Small-Sized Titanium Dioxide Nanoparticles Mediate Immune Toxicity in Rat Pulmonary Alveolar Macrophages In Vivo

Small-sized titanium dioxide (TiO₂ nanoparticles (<10 nm) are widely used in both industry and daily life due to their enhanced thermomagnetic and photocatalytic properties and surface activity. However, their increasing use increases the health risk of people exposed to these particles, either occupationally or environmentally. This study was performed to evaluate the effect of small-sized TiO₂ nanoparticles on the immune function of rat pulmonary alveolar macrophages in vivo. Forty-two rats were intra-tracheally instilled with 0.5, 5 or 50 mg/kg of NP-1 and F-1 TiO₂ primary particles with a median size of 5 nm and 200 nm, respectively. Rat pulmonary alveolar macrophages were obtained from lung lavage fluids using a closed chest technique.
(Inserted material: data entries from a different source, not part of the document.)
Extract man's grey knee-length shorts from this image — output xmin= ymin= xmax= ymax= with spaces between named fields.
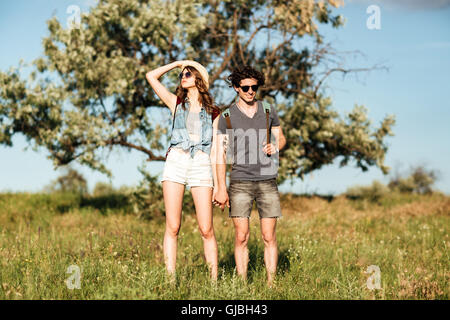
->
xmin=228 ymin=178 xmax=281 ymax=218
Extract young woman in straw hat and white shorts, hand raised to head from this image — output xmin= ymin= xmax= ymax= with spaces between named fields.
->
xmin=146 ymin=60 xmax=220 ymax=280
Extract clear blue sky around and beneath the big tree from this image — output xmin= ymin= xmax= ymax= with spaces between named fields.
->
xmin=0 ymin=0 xmax=450 ymax=194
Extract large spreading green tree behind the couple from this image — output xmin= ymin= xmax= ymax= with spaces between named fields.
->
xmin=0 ymin=0 xmax=394 ymax=184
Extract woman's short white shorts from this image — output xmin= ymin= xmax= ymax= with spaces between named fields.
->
xmin=161 ymin=148 xmax=214 ymax=188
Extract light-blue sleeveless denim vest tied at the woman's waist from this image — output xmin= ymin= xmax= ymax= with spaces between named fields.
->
xmin=169 ymin=100 xmax=213 ymax=158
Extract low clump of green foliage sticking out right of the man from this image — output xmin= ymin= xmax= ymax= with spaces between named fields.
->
xmin=279 ymin=96 xmax=395 ymax=180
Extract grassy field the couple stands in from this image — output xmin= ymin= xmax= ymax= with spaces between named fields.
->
xmin=0 ymin=190 xmax=450 ymax=299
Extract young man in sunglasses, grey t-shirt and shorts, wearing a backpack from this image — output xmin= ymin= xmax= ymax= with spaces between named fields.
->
xmin=214 ymin=66 xmax=286 ymax=286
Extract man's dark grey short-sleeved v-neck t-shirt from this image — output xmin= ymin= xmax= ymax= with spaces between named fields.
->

Cells were assessed for morphology, phagocytic ability and chemotactic ability, Fc receptor expression, MHC-class II molecule expression, and expression of nitric oxide (NO) and tumor necrosis factor-α (TNF-α). The result showed that the inhalation of NP-1 TiO₂ particles induced the membrane and ultrastructure damage of PAMs. The phagocytic ability of the macrophages increased when they were exposed to low dose of NP-1 TiO₂ and decreased when they were exposed to high dose of NP-1 TiO₂. Exposure to NP-1 TiO₂ also decreased the chemotactic ability of the macrophages as well as decreasing the expression of Fc receptors and MHC-class II on the cell surface. The mechanism responsible for these changes was mediated via altering NO and TNF-α expression by the PAMs. The amount of NO and TNF-α secreted by macrophages gradually increased as the dosage of TiO₂ nanoparticles increased. Small-sized TiO₂ nanoparticles (but not the fine counterpart) elicited stronger NO and TNF-α production. The present study suggests that both damage to the cell structure and pulmonary alveolar macrophage dysfunction may occur, leading to a reduction in both non-specific and specific immune responses in individuals exposed to small-sized TiO₂ nanoparticles.